After a mastectomy and chemotherapy, Trifunovich beat the disease.

She says what helped her most during treatment was finding support from other breast cancer fighters and survivors. 

"By just talking to those other women and hearing them talk about how they got through everything, emotionally, and practically, that's really what helped me stay strong," Trifunovich said.

Now she's doing the same for others.

Trifunovich is the founder of "Bare Breasted Against Breast Cancer."

It's a non-profit organization based on the web. 

It's here you'll find personal stories from survivors and care givers.

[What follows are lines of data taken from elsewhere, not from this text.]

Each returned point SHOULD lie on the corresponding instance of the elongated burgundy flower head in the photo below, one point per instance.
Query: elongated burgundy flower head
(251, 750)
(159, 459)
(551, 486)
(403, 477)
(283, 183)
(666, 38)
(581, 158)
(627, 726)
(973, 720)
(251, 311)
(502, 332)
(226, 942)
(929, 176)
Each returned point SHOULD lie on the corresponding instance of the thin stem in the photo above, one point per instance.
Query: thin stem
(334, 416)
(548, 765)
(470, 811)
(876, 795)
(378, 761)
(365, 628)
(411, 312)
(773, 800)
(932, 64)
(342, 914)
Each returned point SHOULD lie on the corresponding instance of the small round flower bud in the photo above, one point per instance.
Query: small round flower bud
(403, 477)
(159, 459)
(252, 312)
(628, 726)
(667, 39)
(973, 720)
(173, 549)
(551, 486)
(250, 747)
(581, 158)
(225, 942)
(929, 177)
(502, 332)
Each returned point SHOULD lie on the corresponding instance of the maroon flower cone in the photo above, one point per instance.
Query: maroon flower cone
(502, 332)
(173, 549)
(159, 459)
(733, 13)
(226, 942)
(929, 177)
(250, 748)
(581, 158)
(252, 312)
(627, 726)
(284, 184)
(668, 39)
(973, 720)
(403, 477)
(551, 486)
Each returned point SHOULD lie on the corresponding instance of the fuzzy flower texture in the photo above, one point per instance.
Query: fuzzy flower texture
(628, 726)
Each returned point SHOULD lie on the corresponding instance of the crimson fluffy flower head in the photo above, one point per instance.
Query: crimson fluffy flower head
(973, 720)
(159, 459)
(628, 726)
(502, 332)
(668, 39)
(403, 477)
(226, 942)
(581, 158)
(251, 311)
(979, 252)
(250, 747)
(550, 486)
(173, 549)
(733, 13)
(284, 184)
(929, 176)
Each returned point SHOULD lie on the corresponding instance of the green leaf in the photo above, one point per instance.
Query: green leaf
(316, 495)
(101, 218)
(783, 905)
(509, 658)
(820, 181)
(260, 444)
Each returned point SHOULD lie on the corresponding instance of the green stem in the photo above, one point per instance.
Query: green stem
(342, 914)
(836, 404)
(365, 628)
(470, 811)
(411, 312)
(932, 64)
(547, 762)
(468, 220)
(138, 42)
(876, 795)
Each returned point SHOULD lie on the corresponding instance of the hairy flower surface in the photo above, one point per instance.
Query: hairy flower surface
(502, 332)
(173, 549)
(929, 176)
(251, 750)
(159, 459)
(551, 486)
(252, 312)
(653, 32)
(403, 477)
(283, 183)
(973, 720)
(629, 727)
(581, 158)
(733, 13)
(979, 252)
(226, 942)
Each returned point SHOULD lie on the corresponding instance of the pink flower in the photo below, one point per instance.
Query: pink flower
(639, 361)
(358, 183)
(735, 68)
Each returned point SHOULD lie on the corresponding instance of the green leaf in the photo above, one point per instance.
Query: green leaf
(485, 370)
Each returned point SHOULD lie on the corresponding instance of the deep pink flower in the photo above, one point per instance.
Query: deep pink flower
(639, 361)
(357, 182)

They share not only advice, but messages of inspiration. 

"Being with other women who have gone through it has been for me one of the most healing and helpful parts that has helped me to find my inner strength to keep going," said Kelly Collamore, a breast cancer survivor.

That's something Trifunovich says is thanks to the power of storytelling.

"I want these women to log and find a little bit of sisterhood, find some hope, find some support. Not just terrifying articles and statistics," Trifunovich said.

So for providing breast cancer fighters with a community of comfort, Vera Trifunovich is our New Yorker of the Week.